It was not as the flowers,
each soft Spring recurrent;
it was not as His Spirit in the mouths and fuddled
eyes of the eleven apostles;
it was as His flesh: ours.

The same hinged thumbs and toes,
the same valved heart
that–pierced–died, withered, paused, and then
regathered out of enduring Might
new strength to enclose.

Let us not mock God with metaphor,
analogy, sidestepping, transcendence;
making of the event a parable, a sign painted in the
faded credulity of earlier ages:
let us walk through the door.

The stone is rolled back, not papier-mâché,
not a stone in a story,
but the vast rock of materiality that in the slow
grinding of time will eclipse for each of us
the wide light of day.

And if we will have an angel at the tomb,
make it a real angel,
weighty with Max Planck’s quanta, vivid with hair,
opaque in the dawn light, robed in real linen
spun on a definite loom.

Let us not seek to make it less monstrous,
for our own convenience, our own sense of beauty,
lest, awakened in one unthinkable hour, we are
embarrassed by the miracle,
and crushed by remonstrance.
The mockery of metaphor will be employed in many "churches" Sunday, many of them in my neck of the woods. True to Updike's first stanza, these churches are all dying ("falling").

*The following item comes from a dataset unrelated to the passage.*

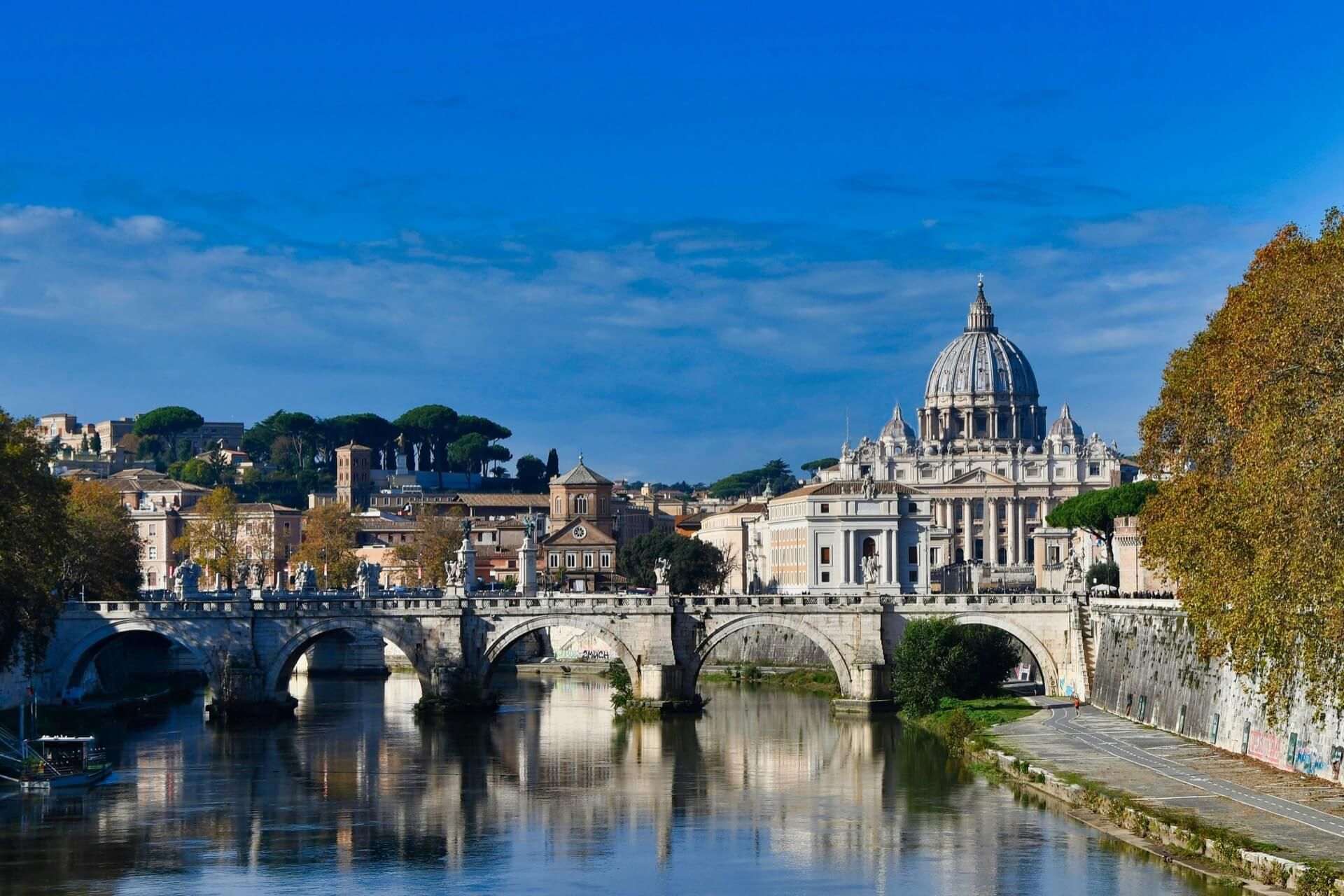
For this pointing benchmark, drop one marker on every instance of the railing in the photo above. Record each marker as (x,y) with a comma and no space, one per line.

My death will not be symbolic. It will be real. Therefore a symbolic resurrection is no hope for me. I look forward to those rekindled amino acids.

3 comments:

Jared said...

Just discovered this two years ago. One of my all-time favorites.

cjbooth85 said...

Wow. I've never seen this before. Thanks for sharing it.

Profound and powerful and true.

kateg said...

thank you.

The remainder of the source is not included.